鳥には手はありませんが、 とがっているクチバシがあります。鳥の仕草を観察すると、鳥の口が何故クチバシになったのか判るようになります。この記事では、クチバシの役目や構造から、鳥の口には、なぜクチバシが選ばれたのかを紹介しています。
鳥の口がクチバシになった理由
多くの鳥は、羽で空を飛ぶ能力を持っています。
自分の体を浮遊させて飛ぶためには、大きな力を出すために、特別優れた循環器系の能力を持つ必要があります。そして、少しでも体の負担を少なくするために、体の軽量化も必須です。
歯は食べるものをかみ砕かなければならないため、密度が高くなって重くなります。そのため、鳥は、歯を無くして飛翔するのに都合の良い軽量なクチバシにしたのでしょう。

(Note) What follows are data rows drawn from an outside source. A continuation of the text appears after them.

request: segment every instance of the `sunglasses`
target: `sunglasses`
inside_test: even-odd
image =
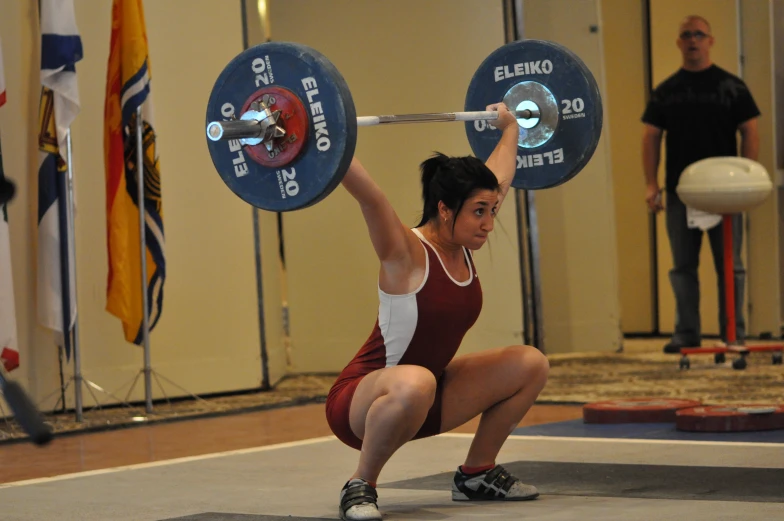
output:
[[[697,40],[704,40],[709,35],[705,34],[702,31],[683,31],[680,34],[681,40],[689,40],[689,39],[691,39],[692,36],[694,38],[696,38]]]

鳥が歯を捨てて軽いクチバシにした1番の理由は、空を飛ぶためでしょう。但し、クチバシには、それ以外のさまざまな役目もあります。
クチバシの役目
鳥は、首を曲げると、くちばしは背中やお尻にもとどきます。鳥は、クチバシで羽繕いや、体に付着した寄生虫をついばむこともできます。

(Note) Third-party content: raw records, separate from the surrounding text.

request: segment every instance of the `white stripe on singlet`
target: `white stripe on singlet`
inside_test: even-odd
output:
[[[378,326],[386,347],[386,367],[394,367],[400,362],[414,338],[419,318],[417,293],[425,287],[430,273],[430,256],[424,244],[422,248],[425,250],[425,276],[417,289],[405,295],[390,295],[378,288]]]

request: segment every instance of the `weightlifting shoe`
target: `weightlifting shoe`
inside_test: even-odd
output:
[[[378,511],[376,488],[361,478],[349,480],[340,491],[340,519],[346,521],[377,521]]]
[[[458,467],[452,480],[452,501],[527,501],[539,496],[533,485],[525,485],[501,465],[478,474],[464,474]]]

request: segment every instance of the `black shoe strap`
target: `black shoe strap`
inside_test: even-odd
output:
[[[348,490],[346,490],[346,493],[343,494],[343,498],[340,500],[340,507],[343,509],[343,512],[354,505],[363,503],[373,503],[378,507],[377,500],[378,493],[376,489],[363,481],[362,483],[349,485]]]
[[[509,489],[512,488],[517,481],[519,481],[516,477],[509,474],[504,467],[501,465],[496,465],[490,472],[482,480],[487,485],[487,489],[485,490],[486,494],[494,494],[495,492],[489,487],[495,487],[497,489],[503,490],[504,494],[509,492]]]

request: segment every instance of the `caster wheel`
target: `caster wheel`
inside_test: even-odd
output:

手のない鳥は、人が指先を使うようにクチバシを使っています。クチバシの役目には、次のようなものがあります。
- 羽繕い
- 食べる、割る、つぶす、突き刺す、はがす
- ひなにエサを与える
- 舌とともに、固さ・質感・温度・味などを感じる
- 持ち上げる、保持する
- クチバシを木の枝などに挟み込んでぶら下がる
- 巣作り
- 持ち上げる、投げる、落下させる
中でも頻繁に行うのは、腰部付近から分泌される尾脂腺(びしせん)の脂をクチバシでしぼり取って羽毛に塗りつける羽繕いです。これは、体の保温力と飛翔力(ひしょうりょく)が常に最大に発揮されるようにするための大切な行為です。
クチバシは、羽繕い、エサを食べる、ものを持ち上げるなどの行為をピンセットのようにして扱える大切なツールです。しかも、出来るだけ軽量にして飛翔しやすい形にしたのでしょう。

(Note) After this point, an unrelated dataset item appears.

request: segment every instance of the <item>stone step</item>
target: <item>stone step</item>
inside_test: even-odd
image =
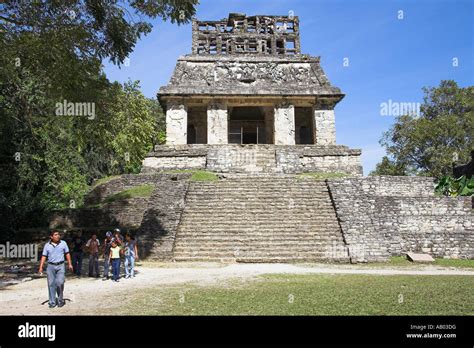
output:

鳥の骨は、軽量化のため、スカスカの構造ですが、強度を保つための筋交い構造になっています。クチバシも同様です。
体のさまざまな場所に届くクチバシ
一見して、首がないように見える小鳥でも、首を回してお尻の周りの羽毛の毛繕いをすることもできます。
鳥は、飛翔力維持のため、常に羽繕いできるように、クチバシが体中にとどくように進化したのでしょう。
首の自由度は、首の骨(頸椎)で決まります。哺乳類の場合は、大抵7個と決まっています。人間・キリン・ゾウは全て7個の頸椎(けいつい)を持っています。
もちろん、キリンの頸椎の長さは他より長いですが数は、7個です。
一方で、鳥類は必要に応じて頸椎の数ができたようです。例えば、セキセイインコは12個、ニワトリは14個、そして、ガン・カモ類には14個〜25個の頸椎があります。
鳥類最大の頸椎を持つハクチョウ
鳥類は哺乳類の2〜3倍もの頸椎をもっているため、あらゆる方向に自由自在に首を曲げることが出来ます。
鳥類の中で最大の頸椎を持っているのは、ハクチョウです。25個の頸椎を持っています。白鳥が優雅に見えるのは長くて自由にまがる首を持っているからでしょう。
もちろん、ハクチョウでも後頭部にはクチバシは届きません。そのため、親しくなった相手には、後頭部周辺の羽繕いをしてもらいます。
これは、ハクチョウだけでなく他の鳥も同じです。クチバシが届かない後頭部周辺の羽繕いをしてもらう行為は、鳥類の大切なコミュニケーションなのでしょう。
まとめ
鳥の口がクチバシになった理由は、重い歯を持たない構造にしたからでしょう。
但し、それだけではなく、常に飛び立つことができるように羽毛のメンテナンスが出来る形状にしたかったからだと考えられます。くちばしなら、羽繕いしやすくて、軽量です。
クチバシは、鳥の骨の構造と同様に筋交い以外は空洞になっていて、軽量化されています。そして、クチバシの先端は、扱いやすいようにピンセットのような構造をしています。
人から見ると、手のない鳥は、不自由だろうと感じられます。ところが、鳥の頸椎(けいつい)の数は哺乳類よりも多くて、首を真後ろに曲げて、クチバシをフルに使えます。
鳥類は、自由に曲がる首と、先の尖った精密ピンセットのようなクチバシを駆使して不自由なく過ごせるのでしょう。